Select the file, and feel free to click "yes" when asked if you want to proceed (in case of an actual crash you're investigating, make a copy of the crash dump first for safekeeping).

In the Crashdump Viewer, go to the processes tab, and locate the row for the GenServer's pid (similarly to the Observer case above), right-click and select "properties for <pid>".

In the newly opened window, head over to the "Stack Dump" tab and browse the "Term" column: you'll see one starting with <<"SOME_SECRE". Click on it to view and you'll once again see the sensitive data exposed.

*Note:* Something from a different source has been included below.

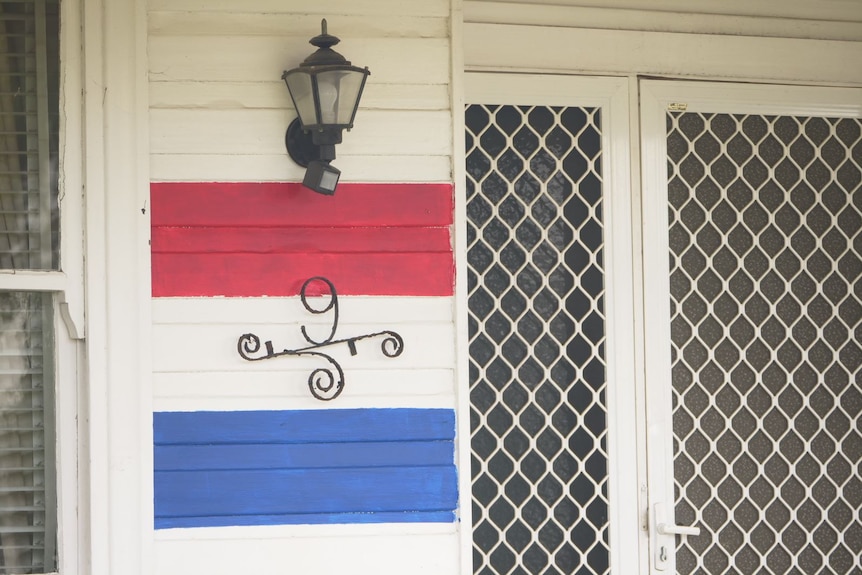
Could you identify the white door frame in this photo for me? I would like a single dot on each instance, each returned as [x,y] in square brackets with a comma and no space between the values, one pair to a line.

This type of leak can be prevented by wrapping the "SOME_SECRET" sensitive data within a structure implementing the SensitiveData.Wrapper behaviour. See SensitiveData.Wrapper.from/2.

Additional Mitigations

Your first port of call should be the Erlang Ecosystem Foundation's article on protecting sensitive data.

While wrapping sensitive data within a SensitiveData.Wrapper instance will conform to many recommendations in the article (wrapping sensitive data in a closure, pruning stack traces and exception structs, deriving the Inspect protocol), it doesn't cover others which may be relevant to your situation (such as using the :private option for ETS tables containing sensitive data, flagging the current process as sensitive using :erlang.process_flag(:sensitive, true) in processes holding sensitive data or application logic, and so on).